O pensamento ainda nos torna Anátemas, na visão da religião – Anathema, do latim, Maldição - o que até 1983 proporcionava a excomunhão dos adversários da fé católica. Anathema Sit “Se alguém diz (pensa), que seja anátema”- afirmava o Catecismo. E hoje, com evolução a que inevitavelmente todos estamos condicionados, o pensamento filosófico-ideológico, e questionamento dogmático, não são motivos de Excomunhão, mas são ainda pecados mortais, que devem ser confessados de acordo com a moral religiosa católica.

Há motivação bastante, para criticar-se deveras a Igreja como instituição moralista, hierárquica, inquestionável, justificada apenas porque existe e não pode ser dissolvida. Pode-se estabelecer a crítica à crença católica enquanto detentora de uma verdade absoluta de salvação, levando as pessoas a crerem em um Deus subordinado aos próprios moralismos e vaidades.

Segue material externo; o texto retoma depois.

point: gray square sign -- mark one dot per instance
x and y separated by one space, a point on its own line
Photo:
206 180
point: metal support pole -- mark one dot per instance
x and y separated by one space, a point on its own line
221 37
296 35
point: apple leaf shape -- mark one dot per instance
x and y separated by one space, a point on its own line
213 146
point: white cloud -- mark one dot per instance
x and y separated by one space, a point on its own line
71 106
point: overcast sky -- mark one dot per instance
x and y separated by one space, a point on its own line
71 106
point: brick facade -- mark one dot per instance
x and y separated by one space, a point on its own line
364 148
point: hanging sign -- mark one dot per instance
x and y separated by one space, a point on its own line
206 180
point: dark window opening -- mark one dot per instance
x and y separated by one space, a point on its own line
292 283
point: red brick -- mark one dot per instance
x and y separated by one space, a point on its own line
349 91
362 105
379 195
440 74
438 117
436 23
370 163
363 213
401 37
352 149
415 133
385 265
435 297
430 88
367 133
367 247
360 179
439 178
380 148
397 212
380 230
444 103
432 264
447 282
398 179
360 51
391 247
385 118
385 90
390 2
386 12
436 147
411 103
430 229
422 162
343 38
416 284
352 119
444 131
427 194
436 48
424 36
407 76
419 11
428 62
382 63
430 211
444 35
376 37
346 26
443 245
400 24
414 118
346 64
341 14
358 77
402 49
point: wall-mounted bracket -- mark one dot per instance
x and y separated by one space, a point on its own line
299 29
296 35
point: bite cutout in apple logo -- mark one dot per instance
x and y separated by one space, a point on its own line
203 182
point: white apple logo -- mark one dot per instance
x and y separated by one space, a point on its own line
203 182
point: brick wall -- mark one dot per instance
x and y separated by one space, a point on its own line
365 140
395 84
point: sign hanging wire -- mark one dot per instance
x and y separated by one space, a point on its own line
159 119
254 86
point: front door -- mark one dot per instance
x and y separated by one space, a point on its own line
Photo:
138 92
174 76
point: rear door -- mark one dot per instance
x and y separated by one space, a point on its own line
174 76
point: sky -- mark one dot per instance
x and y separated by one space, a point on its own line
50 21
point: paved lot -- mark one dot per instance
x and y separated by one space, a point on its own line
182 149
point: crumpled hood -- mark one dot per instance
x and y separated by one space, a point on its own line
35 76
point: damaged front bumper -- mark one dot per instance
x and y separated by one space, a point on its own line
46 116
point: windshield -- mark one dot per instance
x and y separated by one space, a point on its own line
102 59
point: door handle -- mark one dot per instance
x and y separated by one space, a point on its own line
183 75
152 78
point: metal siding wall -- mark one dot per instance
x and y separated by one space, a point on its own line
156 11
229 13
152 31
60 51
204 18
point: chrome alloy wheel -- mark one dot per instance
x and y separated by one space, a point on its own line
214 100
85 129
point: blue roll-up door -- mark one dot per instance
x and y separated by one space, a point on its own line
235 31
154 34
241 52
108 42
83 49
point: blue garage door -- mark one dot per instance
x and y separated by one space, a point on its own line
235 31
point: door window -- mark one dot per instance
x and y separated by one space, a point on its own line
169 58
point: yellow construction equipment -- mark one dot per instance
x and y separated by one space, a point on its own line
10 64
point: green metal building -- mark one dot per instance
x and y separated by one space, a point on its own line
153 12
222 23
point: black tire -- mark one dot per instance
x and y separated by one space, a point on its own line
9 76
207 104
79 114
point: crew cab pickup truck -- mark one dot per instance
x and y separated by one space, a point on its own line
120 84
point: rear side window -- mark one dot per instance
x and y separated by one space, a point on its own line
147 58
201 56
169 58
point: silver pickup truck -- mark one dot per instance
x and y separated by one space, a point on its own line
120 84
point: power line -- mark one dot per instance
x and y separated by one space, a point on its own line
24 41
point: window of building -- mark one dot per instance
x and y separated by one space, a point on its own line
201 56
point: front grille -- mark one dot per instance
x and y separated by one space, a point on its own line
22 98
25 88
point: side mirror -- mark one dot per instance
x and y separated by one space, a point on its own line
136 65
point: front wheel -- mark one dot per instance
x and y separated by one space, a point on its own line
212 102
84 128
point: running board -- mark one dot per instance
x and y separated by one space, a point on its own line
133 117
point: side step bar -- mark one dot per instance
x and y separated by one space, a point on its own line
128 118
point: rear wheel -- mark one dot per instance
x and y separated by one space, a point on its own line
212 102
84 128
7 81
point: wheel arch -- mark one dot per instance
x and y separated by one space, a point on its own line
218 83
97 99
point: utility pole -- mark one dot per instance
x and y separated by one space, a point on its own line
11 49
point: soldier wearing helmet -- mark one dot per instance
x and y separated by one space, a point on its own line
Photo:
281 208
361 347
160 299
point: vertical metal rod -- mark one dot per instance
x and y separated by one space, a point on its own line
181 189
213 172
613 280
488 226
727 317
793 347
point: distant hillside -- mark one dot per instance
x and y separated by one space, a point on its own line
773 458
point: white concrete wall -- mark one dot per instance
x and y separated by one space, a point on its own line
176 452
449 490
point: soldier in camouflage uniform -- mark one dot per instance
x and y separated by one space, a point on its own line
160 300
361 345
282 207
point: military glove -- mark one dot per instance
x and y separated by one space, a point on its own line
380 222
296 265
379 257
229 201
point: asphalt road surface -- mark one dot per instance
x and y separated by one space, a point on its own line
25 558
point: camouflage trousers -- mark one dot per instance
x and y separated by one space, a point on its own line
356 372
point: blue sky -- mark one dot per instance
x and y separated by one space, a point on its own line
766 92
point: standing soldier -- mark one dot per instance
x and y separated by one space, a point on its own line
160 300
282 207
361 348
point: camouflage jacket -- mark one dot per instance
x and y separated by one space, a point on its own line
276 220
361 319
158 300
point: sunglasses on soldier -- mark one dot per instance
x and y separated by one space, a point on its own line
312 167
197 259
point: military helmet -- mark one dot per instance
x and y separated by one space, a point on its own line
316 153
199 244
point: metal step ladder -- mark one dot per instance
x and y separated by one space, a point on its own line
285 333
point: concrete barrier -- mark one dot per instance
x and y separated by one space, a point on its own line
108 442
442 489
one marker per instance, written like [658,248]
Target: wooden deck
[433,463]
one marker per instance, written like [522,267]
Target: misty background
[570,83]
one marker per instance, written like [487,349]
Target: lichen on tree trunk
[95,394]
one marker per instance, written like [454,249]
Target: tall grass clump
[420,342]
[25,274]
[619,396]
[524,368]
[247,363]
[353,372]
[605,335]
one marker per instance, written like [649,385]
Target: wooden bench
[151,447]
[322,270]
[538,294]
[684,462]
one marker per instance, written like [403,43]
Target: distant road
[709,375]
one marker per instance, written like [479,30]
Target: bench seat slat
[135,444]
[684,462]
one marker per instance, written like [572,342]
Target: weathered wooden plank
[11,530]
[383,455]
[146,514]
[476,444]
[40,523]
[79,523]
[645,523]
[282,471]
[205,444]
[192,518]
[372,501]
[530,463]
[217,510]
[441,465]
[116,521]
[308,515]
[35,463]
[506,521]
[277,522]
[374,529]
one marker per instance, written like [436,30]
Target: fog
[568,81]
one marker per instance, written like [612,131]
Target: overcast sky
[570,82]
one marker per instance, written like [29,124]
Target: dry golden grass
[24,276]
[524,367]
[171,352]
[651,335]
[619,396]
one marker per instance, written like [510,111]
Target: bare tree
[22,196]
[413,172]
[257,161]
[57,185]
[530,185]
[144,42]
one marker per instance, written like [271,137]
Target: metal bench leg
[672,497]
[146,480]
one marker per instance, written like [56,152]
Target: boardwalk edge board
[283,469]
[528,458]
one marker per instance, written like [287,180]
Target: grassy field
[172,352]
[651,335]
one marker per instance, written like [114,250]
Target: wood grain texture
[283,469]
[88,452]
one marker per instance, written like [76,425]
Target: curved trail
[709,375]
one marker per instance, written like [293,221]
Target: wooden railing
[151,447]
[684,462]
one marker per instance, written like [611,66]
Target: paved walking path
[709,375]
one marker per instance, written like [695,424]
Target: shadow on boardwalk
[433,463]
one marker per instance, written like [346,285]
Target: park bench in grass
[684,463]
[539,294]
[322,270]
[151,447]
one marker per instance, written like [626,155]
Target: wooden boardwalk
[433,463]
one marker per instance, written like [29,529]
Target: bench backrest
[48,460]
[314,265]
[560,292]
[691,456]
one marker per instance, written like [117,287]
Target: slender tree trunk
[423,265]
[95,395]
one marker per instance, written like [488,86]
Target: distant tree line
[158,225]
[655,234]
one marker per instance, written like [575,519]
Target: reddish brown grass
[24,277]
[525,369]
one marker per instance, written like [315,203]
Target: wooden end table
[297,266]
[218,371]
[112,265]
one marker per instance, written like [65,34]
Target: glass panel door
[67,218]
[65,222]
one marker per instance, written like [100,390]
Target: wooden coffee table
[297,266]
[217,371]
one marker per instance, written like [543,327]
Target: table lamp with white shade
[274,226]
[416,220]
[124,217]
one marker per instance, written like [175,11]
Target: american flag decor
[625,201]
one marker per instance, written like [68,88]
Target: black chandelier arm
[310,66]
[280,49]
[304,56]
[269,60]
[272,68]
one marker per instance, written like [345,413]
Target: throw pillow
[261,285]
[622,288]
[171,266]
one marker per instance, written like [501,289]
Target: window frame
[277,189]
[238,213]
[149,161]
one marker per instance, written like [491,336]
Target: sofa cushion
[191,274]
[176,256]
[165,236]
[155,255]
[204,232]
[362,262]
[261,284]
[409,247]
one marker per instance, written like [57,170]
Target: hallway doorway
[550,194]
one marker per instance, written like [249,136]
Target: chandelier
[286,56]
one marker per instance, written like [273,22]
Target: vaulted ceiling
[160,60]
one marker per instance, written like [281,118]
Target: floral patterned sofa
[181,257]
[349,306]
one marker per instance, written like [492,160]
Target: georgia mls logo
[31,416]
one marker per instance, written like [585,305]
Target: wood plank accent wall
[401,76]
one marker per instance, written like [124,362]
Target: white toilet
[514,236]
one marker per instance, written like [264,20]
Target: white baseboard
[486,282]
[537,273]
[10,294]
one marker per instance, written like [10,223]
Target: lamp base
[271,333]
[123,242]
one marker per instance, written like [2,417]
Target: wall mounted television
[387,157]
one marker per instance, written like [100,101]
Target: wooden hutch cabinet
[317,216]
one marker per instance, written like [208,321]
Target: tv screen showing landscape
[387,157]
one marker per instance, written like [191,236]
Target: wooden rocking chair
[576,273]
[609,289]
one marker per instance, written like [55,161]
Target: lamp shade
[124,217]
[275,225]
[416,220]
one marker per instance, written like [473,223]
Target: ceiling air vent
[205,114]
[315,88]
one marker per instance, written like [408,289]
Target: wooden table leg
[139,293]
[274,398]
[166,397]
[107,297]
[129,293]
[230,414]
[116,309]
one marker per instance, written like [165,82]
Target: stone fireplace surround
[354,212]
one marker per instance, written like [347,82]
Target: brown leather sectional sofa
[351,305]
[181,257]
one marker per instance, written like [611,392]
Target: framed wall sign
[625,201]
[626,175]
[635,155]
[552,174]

Utiliza-se a figura divina para legitimar ainda mais o nosso sistema excludente, possuidor de Direitos Humanos utópicos, de bases religiosas. Desde o Metalismo existente no poder absoluto da Idade Moderna, até o Capitalismo Industrial Contemporâneo, o lucro esteve acima da existência, e não teria sido diferente com a evolução religiosa. Da venda de indulgências e da inquisição, até a alienação da Renovação Carismática, não se propõe a bondade porque se acredita nela, mas porque sendo bons, receberemos ao final o precioso lucro da salvação. Junto a esta verdade de “livramento das penas no inferno”, surgem teses, e cria-se ética. O sujeito detentor desta veracidade esconde-se em palácios ao estabelecer regras, enquanto os carentes do “amor ao próximo” morrem de fome, cantando os louvores a Deus, pois dos “pobres é o reino dos céus”. Uma relação paradoxal entre a religião e o capitalismo: A primeira torna pacífica a massa, trazendo a consolação pelas mazelas criadas pelo segundo. E nós, hipócritas filhos de Cristo?

Outra importante questão a se ressaltar na interação fé-filosofia, é a liberdade. “Tudo me é permitido, mas nem tudo me convém”, afirma Paulo em sua carta endereçada a cidade de Corinto, no Capítulo 6, versículo 12. Influência talvez, do relativismo subjetivo de Prógoras expressado nos termos: “o homem é a medida de todas as coisas”, ou seja, o que convém, depende do julgamento pessoal. Diferente do pensamento materialista, do determinismo absoluto, em que a liberdade não existe, e o homem é determinado pela natureza. Em Sartre, há liberdade absoluta. E nesta amalgamação, a relação dialética entre liberdade e determinismo, encontra-se Marx, Espinosa, e Hegel, para os quais não faz sentido pensar em uma liberdade absoluta, nem em uma negação absoluta da liberdade, o que se aproxima, de certa forma, do pensamento de Paulo, o qual a Igreja afirma estar distante do materialismo dialético. Eis então nosso segundo paradoxo.